WISErg has already hired up to 60 people at its new plant in Colton and plans to hire a lot more, says LeSueur. “We expect to grow rapidly in California,” he notes. “We are located very close to the biggest rail yard in all of California, and that is huge for our logistical needs. We looked at 10 sites across different municipalities in this region. It came down to space availability, the structure of the municipalities, and the timeliness of their responsiveness. That was a key influencer.”
Workforce was critical as well. “I want people who are committed,” says LeSueur. “I am not building a software company. I want people who are grounded in reality. I am looking for someone with context.”
He says he found that caliber of employee in San Bernardino County. “What I like best about the workforce here is that they have passion,” LeSueur says. “They have great skills and great understanding of this industry. They also know the challenges associated with the drought. They know of the challenges associated with high use of chemicals. They are an informed group of passionate people who want to make a difference.”
The county government and economic development office made a difference, he says. “We love incentives, but the biggest incentive for us was the cooperation we had at the county and state level,” adds LeSueur. “The cooperation that we received was huge, and the passion of the people who helped us navigate the regulatory environment was overwhelming.”
WISErg took advantage of a startup tax incentive program through the California Governor’s Office of Business and Economic Development (GO-Biz). “It is a tax incentive payback over five years,” says LeSueur. “There are also significant incentives around agriculture and restoring carbon back into the soil. Those programs are highly attractive to us because they help us help the grower.”
This Investment Profile was prepared under the auspices of San Bernardino County government. For more information, contact the county Economic Development Agency at 909-387-9801. On the Web, go to www.sbcountyadvantage.com.
Hitting the Road to Attract FDI
The County of San Bernardino Economic Development Agency is promoting an international trade and investment program countywide. The primary goal of the program is to inform business about opportunities to expand markets on a global scale and attract investment from abroad to improve processes and increase productivity across the supply chain.

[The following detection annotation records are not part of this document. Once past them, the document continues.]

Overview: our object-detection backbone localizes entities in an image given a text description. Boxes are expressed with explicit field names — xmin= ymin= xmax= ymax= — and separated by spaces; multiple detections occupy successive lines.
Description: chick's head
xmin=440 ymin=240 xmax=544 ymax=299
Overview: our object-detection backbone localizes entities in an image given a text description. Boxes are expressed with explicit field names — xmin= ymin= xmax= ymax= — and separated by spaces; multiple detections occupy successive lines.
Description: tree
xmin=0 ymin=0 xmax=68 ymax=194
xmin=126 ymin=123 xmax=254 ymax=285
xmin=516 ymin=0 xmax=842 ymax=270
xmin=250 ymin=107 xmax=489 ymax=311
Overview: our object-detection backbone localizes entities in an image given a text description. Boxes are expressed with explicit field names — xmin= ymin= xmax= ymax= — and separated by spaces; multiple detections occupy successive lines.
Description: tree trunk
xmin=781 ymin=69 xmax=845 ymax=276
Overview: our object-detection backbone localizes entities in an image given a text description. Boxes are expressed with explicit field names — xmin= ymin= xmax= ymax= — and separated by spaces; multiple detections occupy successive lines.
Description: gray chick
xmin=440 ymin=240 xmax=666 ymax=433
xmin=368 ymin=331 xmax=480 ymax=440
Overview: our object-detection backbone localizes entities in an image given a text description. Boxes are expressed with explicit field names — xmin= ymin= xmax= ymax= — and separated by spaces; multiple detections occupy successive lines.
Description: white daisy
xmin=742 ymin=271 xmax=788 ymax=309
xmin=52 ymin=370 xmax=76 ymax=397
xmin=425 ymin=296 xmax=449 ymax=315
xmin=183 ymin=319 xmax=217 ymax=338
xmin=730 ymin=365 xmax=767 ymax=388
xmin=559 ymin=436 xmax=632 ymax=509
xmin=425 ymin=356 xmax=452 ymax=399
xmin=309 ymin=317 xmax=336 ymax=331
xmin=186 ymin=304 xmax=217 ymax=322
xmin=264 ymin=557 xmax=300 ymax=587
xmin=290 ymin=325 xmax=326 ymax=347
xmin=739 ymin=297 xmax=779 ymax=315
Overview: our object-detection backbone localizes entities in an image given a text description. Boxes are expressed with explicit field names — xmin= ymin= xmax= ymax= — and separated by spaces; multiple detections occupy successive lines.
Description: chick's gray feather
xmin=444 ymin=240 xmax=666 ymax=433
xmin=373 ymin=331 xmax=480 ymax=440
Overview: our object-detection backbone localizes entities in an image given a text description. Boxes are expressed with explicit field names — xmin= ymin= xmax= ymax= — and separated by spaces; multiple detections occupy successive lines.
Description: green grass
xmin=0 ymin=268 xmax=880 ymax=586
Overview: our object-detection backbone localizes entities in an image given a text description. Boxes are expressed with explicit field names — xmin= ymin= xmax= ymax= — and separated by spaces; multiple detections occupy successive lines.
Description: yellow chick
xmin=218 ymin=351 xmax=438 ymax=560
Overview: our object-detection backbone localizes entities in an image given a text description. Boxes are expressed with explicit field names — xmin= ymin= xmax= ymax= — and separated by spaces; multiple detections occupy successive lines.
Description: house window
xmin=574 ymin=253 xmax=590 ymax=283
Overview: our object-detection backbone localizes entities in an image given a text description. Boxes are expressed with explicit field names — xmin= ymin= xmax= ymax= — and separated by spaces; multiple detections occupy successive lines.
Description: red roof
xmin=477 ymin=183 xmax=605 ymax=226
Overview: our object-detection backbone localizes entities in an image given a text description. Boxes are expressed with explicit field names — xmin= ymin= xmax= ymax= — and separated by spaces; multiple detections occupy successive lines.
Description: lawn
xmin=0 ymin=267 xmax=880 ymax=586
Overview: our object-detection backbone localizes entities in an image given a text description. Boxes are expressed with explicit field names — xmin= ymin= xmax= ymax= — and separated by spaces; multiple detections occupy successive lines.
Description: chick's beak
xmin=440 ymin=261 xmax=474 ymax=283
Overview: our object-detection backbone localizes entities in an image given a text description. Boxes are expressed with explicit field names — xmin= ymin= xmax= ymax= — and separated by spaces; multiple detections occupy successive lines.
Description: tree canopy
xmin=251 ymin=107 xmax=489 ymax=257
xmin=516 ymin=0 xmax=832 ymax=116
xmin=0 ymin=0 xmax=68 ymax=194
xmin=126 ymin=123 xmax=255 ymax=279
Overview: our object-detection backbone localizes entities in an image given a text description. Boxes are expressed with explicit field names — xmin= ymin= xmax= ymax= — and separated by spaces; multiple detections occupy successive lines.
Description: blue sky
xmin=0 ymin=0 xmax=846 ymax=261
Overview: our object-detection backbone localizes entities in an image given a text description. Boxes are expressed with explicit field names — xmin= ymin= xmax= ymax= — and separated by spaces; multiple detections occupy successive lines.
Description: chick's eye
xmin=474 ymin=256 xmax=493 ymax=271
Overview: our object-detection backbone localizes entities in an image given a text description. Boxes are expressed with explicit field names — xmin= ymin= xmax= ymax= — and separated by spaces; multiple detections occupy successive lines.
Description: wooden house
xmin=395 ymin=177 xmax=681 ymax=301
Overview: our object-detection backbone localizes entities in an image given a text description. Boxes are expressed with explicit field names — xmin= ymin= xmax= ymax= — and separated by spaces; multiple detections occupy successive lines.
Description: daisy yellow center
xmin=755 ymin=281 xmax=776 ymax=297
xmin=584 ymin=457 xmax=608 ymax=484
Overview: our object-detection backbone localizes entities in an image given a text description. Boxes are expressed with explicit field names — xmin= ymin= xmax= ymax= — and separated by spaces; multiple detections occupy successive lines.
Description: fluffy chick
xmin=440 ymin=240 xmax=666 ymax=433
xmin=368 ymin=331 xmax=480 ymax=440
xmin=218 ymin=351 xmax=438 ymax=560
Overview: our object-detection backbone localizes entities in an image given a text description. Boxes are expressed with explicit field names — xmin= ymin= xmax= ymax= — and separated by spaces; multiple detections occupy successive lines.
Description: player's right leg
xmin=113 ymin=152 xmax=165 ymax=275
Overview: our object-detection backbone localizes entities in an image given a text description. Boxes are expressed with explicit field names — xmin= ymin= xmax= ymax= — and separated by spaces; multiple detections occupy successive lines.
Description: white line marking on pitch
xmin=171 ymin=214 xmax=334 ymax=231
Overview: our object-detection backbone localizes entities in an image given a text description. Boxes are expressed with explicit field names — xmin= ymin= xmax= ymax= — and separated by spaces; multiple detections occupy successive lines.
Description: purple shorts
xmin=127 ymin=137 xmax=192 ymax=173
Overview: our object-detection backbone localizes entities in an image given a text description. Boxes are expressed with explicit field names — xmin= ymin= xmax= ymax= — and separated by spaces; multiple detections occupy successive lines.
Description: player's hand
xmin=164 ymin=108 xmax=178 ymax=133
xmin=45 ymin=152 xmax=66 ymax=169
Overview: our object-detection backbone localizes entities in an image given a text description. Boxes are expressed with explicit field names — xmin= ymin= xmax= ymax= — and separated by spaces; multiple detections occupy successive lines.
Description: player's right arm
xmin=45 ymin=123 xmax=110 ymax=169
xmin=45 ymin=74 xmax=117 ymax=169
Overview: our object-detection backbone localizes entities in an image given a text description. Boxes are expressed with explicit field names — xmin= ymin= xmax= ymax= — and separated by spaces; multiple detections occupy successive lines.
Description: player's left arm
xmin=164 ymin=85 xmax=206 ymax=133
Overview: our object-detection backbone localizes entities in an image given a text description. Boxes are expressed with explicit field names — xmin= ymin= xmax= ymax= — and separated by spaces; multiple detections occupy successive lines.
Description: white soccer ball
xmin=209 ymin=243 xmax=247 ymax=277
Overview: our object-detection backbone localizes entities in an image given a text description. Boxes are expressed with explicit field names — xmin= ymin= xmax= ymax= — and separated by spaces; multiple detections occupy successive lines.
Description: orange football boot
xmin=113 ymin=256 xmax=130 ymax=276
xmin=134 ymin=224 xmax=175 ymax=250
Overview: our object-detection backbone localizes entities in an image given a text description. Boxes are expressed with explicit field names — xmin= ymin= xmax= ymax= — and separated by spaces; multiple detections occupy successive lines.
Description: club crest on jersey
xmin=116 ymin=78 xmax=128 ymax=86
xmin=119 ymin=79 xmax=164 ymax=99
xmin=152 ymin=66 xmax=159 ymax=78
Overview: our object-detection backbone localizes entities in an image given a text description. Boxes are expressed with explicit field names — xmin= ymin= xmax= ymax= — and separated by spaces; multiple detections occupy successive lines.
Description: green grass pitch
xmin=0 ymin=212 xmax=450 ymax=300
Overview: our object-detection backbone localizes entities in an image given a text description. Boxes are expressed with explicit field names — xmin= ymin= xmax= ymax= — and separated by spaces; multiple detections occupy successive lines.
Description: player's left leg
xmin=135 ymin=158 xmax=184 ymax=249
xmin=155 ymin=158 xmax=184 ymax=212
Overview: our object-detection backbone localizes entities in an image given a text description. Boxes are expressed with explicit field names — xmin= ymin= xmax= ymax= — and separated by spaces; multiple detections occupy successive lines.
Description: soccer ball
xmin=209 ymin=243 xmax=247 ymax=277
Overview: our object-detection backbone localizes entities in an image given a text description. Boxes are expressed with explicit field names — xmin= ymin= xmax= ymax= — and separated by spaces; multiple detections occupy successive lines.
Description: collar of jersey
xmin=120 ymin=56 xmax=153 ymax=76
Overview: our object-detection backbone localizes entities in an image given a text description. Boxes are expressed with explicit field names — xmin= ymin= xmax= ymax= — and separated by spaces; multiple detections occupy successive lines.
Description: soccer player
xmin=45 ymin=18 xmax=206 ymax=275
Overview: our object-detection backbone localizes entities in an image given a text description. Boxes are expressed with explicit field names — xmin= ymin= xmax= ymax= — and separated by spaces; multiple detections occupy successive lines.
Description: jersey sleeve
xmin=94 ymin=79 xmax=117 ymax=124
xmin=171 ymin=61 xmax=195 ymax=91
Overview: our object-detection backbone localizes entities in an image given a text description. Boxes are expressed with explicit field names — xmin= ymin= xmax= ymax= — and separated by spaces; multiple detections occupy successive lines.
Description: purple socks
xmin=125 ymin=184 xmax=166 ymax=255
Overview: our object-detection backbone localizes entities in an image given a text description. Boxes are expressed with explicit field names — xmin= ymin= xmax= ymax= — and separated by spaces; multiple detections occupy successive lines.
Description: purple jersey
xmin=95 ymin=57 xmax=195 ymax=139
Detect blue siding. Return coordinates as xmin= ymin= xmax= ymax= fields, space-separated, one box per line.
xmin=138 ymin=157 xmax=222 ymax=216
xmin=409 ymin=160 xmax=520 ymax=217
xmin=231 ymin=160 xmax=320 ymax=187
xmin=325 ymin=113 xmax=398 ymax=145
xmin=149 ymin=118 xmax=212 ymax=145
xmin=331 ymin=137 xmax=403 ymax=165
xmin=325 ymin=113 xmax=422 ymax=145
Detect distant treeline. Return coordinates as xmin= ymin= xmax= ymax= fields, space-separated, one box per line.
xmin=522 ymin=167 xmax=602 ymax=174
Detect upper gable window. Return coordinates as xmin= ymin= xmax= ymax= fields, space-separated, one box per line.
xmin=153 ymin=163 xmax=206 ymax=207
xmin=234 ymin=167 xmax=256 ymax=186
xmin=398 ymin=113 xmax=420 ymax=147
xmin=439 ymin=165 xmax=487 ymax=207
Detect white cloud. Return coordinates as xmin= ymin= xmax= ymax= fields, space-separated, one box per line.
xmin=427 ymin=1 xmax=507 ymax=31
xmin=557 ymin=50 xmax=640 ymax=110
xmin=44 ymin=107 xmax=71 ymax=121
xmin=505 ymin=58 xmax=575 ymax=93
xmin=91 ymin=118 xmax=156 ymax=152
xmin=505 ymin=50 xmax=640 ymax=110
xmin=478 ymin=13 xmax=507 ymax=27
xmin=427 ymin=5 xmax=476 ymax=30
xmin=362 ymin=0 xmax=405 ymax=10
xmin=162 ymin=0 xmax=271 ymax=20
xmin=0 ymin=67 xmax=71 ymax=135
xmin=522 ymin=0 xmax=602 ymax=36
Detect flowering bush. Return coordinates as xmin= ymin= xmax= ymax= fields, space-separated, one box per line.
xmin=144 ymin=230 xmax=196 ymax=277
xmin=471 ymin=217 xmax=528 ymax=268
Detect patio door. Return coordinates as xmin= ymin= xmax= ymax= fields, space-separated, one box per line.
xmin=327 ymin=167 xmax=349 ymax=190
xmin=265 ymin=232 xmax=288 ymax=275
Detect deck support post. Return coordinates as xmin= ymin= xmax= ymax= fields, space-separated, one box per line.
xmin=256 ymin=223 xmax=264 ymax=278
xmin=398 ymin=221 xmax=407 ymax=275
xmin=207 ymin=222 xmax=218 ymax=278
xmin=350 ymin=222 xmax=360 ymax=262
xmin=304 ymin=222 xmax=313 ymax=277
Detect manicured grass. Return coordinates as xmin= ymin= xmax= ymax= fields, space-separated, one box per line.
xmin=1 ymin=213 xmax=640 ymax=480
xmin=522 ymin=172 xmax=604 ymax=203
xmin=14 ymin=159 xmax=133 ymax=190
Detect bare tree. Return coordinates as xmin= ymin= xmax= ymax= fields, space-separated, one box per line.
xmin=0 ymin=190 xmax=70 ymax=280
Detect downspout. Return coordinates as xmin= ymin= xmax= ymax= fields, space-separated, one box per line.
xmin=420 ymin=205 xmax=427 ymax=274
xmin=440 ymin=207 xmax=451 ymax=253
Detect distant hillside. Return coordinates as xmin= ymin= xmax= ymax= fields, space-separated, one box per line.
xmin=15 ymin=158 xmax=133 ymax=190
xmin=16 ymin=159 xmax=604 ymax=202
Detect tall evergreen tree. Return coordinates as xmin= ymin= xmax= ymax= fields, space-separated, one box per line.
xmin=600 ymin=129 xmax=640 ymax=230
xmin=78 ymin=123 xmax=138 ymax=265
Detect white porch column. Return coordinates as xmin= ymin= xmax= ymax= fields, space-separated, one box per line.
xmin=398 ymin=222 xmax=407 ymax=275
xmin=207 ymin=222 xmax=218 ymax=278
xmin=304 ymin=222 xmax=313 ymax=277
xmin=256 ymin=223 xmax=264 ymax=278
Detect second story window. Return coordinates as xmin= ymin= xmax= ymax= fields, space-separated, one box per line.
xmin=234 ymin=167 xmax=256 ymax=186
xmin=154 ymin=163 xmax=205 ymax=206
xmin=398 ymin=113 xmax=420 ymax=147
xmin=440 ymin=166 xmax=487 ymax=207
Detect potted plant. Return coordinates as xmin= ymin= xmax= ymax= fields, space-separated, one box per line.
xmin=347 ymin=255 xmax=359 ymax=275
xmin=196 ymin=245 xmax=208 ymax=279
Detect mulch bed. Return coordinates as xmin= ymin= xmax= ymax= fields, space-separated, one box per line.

The program includes: conducting on-site business visits and consulting sessions, educational webinars and workshops, and increasing San Bernardino County’s brand visibility and name recognition in countries such as China, South Korea, India, Indonesia, Brazil and Taiwan. The county is increasing its visibility in these markets through work with consultants who frequently travel to these areas and look for opportunities for foreign direct investment into the county. Visibility is also increased in China through participation in SelectUSA Roadshows into several cities/provinces. A county representative has presented information on the county and its assets to the following cities since July 2015: Beijing, Urumuqi, Chengdu, Zhengzhou, Chongqing, Wuhan and Fuzhou.
The program helps many of the county’s local manufacturers such as Pacific Paint Tools, a startup distribution and manufacturing company in the paint accessory industry. The majority of PPT’s investment comes from a 25-year old Chinese company located in Shanghai, PRC. The initial report was of investment in excess of $1 million and increased employment. A lease was signed in City of Ontario in early 2016.
In addition, a concentrated regional effort has been made to strengthen collaborative partnerships with federal, state, and local agencies to leverage all available assets and services. Partners include:
•The Brookings Institution
•California Centers for International Trade Development
•California State University, San Bernardino
•Governor’s Office of Business and Economic Development (GO-Biz), International Affairs and Trade Department
•Los Angeles Regional Export Council (LARExC)
•Port of Los Angeles
•U.S. Department of Commerce, International Trade Administration
•University of California, Riverside, Center for Economic Forecasting and Development
•University of Southern California Center for Economic Development, Sol Price School of Public Policy.